What is Big Data - Techno Brigade

The latest technology news and information

Breaking

Post Top Ad

Wednesday 6 September 2017

What is Big Data



Big data is a term for data sets that are so large  that traditional data processing application software is unable to deal with them. Big data challenges include getting data, data storage, data analysis, search, sharing, transfer, querying, updating and information privacy.

RDBMS ( Relational database management systems ) and desktop statistics- and visualisation-packages often have difficulty handling big data. The work may require "big software running on lots of servers". What counts as "big data" varies depending on the capabilities of the users and their tools, and expanding capabilities make big data a moving target. "For some organisations, facing lots of gigabytes of data for the first time may trigger a need to reconsider data management options. For others, it may take tens or hundreds of terabytes before data size becomes a significant consideration."

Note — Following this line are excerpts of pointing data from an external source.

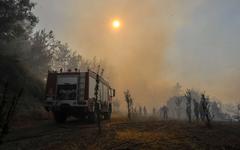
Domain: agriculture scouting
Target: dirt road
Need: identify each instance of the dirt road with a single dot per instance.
(121, 134)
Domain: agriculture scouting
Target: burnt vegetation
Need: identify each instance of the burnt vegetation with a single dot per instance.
(26, 56)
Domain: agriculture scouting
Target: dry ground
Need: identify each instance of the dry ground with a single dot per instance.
(122, 134)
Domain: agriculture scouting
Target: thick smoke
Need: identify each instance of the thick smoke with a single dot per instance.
(134, 55)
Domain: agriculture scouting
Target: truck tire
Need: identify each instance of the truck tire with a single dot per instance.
(60, 117)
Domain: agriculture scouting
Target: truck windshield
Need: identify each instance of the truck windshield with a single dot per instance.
(66, 92)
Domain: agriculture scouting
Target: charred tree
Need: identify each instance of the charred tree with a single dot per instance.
(97, 101)
(129, 102)
(188, 105)
(178, 102)
(205, 105)
(196, 109)
(7, 111)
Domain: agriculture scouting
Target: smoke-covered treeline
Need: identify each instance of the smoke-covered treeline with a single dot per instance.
(26, 55)
(194, 105)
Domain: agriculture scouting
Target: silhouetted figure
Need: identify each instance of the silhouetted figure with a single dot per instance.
(145, 111)
(165, 112)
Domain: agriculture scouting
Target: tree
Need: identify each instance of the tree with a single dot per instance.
(43, 49)
(205, 108)
(196, 109)
(16, 18)
(188, 105)
(129, 102)
(178, 102)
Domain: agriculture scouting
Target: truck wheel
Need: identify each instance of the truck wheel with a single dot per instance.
(92, 117)
(60, 117)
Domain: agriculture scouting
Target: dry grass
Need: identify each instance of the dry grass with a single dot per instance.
(122, 134)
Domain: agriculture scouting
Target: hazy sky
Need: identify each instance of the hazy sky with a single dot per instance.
(160, 43)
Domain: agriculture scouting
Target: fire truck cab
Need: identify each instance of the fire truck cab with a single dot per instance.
(72, 94)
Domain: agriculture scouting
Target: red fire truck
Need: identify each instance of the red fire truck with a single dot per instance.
(72, 94)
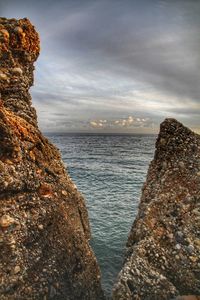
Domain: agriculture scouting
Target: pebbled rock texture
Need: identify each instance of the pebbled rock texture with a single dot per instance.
(163, 248)
(44, 227)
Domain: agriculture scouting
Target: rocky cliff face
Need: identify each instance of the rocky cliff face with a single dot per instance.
(44, 228)
(163, 249)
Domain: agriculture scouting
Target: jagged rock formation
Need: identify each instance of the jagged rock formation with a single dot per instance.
(44, 228)
(163, 249)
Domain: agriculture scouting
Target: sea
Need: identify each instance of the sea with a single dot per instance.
(109, 170)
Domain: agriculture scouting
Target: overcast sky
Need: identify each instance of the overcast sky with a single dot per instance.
(114, 65)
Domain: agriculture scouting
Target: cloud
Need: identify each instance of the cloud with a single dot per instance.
(107, 59)
(129, 122)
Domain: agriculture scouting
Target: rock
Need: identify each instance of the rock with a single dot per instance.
(166, 255)
(43, 218)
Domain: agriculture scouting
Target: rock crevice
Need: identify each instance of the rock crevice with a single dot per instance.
(163, 248)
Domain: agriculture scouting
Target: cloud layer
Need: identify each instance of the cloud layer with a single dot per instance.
(108, 60)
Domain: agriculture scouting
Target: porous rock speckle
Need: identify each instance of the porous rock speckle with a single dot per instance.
(163, 248)
(44, 228)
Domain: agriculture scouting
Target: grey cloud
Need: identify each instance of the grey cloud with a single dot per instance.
(96, 56)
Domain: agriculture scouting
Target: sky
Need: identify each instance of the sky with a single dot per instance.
(114, 65)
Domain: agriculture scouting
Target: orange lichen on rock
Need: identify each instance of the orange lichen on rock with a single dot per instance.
(44, 254)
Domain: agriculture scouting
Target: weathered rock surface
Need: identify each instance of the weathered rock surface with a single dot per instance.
(44, 228)
(163, 249)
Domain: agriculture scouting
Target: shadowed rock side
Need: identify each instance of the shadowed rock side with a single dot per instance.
(163, 249)
(44, 250)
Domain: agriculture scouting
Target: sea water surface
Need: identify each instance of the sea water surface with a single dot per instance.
(109, 170)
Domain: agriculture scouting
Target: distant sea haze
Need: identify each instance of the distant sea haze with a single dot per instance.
(109, 170)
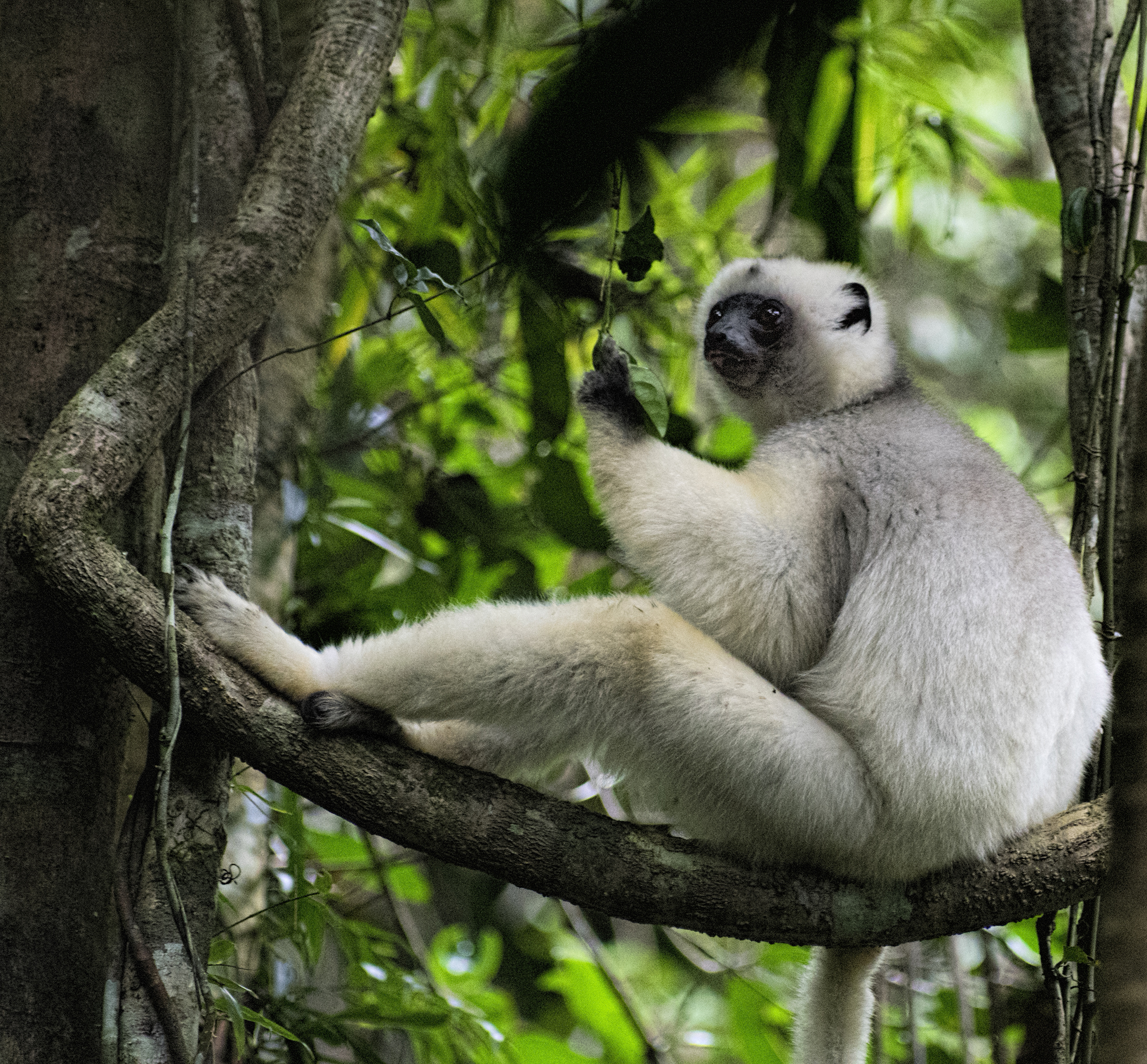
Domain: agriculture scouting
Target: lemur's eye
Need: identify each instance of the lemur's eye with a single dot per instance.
(771, 313)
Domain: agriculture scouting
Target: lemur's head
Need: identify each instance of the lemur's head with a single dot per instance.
(791, 339)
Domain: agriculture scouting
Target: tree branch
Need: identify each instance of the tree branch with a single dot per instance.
(97, 447)
(638, 873)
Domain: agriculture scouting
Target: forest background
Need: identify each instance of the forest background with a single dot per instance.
(429, 454)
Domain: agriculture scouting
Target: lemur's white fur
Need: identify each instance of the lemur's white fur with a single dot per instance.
(868, 649)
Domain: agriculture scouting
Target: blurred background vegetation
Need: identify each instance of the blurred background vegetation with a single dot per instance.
(431, 454)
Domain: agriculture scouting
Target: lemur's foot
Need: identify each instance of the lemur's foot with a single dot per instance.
(334, 713)
(216, 608)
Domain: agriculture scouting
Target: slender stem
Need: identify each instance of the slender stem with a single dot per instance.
(963, 1001)
(997, 1018)
(1119, 371)
(1099, 155)
(656, 1050)
(402, 911)
(170, 726)
(607, 285)
(1044, 928)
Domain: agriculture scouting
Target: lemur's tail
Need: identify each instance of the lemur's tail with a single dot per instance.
(835, 1008)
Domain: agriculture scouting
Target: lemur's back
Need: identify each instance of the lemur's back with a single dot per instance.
(963, 663)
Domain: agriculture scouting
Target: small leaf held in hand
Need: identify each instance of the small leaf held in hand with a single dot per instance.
(650, 394)
(640, 249)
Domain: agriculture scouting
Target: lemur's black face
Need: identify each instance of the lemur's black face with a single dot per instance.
(743, 335)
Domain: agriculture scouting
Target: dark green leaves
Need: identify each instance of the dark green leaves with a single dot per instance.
(1044, 326)
(412, 280)
(1138, 256)
(1081, 219)
(640, 249)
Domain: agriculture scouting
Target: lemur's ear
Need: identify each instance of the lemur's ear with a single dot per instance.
(861, 312)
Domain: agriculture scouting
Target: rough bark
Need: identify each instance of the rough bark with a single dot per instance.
(638, 873)
(1059, 37)
(97, 447)
(85, 126)
(212, 531)
(1122, 979)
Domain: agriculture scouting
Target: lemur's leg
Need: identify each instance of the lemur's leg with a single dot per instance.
(834, 1016)
(624, 680)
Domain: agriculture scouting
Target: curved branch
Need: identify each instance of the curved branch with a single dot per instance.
(638, 873)
(97, 445)
(643, 874)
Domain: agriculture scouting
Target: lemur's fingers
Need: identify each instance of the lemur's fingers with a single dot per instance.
(608, 390)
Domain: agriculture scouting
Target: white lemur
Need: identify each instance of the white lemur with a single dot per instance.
(868, 650)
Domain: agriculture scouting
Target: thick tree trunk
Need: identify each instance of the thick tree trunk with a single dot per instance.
(87, 100)
(85, 104)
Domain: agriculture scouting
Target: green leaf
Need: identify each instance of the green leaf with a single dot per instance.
(262, 1021)
(640, 248)
(561, 501)
(1080, 220)
(231, 984)
(751, 1039)
(709, 121)
(1040, 199)
(544, 347)
(650, 394)
(1078, 955)
(409, 883)
(432, 324)
(593, 1002)
(336, 847)
(221, 951)
(1045, 326)
(231, 1008)
(1138, 256)
(463, 965)
(827, 111)
(731, 442)
(538, 1048)
(737, 193)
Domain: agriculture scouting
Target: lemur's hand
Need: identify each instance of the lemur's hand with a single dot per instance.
(608, 390)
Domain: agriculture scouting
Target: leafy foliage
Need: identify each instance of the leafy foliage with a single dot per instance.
(447, 464)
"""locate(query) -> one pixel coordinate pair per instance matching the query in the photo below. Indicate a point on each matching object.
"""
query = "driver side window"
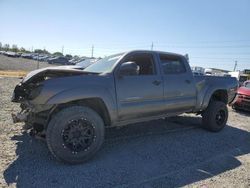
(145, 63)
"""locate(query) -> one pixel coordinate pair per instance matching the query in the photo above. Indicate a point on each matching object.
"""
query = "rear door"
(179, 86)
(140, 95)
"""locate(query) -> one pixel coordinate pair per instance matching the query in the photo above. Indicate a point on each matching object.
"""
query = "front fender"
(87, 92)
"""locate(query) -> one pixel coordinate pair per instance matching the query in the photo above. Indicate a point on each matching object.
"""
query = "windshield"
(104, 65)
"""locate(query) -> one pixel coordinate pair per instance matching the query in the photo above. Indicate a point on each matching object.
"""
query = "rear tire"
(214, 118)
(75, 134)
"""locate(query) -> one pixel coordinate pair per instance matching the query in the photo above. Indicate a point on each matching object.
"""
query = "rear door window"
(172, 64)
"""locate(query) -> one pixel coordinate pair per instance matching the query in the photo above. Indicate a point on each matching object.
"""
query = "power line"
(235, 65)
(92, 51)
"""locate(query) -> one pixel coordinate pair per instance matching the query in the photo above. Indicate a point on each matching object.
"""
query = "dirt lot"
(154, 154)
(159, 153)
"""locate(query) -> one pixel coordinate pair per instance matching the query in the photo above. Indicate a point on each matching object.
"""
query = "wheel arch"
(215, 94)
(95, 103)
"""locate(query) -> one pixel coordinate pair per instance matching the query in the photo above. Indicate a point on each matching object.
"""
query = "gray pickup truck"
(71, 108)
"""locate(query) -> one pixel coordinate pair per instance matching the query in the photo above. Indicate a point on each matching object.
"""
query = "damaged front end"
(36, 114)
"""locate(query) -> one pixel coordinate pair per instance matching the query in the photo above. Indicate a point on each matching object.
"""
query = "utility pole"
(62, 49)
(235, 65)
(152, 46)
(92, 51)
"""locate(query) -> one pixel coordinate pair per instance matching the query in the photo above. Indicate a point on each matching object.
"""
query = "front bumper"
(242, 102)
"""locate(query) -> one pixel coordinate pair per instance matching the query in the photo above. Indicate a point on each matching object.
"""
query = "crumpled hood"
(58, 71)
(244, 91)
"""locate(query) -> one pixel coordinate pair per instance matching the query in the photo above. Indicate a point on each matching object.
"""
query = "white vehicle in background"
(240, 76)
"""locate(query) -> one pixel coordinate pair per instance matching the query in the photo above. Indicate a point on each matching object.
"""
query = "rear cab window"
(172, 64)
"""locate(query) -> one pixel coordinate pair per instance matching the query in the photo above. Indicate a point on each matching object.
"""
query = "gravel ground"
(10, 63)
(159, 153)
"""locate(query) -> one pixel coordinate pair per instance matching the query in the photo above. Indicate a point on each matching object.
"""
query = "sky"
(214, 33)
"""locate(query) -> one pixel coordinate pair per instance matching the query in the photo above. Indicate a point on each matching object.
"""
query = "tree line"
(15, 48)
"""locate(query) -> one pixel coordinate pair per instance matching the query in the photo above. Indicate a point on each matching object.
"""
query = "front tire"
(214, 118)
(75, 134)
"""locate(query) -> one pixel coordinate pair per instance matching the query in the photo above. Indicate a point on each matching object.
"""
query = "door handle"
(156, 82)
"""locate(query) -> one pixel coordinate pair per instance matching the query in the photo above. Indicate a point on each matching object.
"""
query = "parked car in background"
(58, 60)
(12, 54)
(27, 55)
(242, 101)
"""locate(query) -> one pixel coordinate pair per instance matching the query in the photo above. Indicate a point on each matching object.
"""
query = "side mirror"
(129, 69)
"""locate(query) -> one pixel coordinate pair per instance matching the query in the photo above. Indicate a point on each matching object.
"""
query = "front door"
(179, 86)
(140, 95)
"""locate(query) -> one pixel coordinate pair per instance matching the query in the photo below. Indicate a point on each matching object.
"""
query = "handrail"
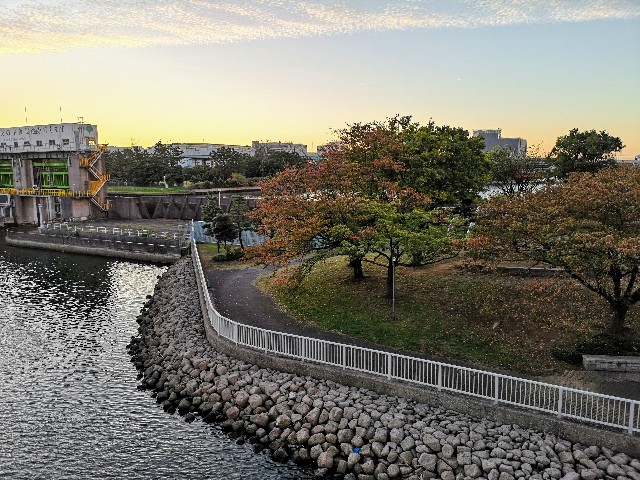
(566, 402)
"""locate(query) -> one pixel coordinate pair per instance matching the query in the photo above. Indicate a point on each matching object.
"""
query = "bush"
(227, 255)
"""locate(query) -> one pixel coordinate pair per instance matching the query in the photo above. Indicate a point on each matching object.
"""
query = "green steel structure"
(6, 174)
(50, 174)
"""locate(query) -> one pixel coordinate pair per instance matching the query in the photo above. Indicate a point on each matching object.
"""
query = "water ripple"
(69, 404)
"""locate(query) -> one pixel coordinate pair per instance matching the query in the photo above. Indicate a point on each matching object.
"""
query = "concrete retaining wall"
(610, 363)
(102, 252)
(570, 430)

(Why AngularJs is best Javascript framework for front end development?)

Characteristics

Big data can be described by the following characteristics:-
Volume
The amount of generated and stored data. The size of the data determines the value and potential insight- and whether it can actually be considered big data or not.
Variety
The type and nature of the data. This helps people who analyse it to effectively use the resulting insight.
Velocity
 the speed at which the data is generated and processed to meet the demands 
Variability
Inconsistency of the data set can hamper processes to handle and manage it.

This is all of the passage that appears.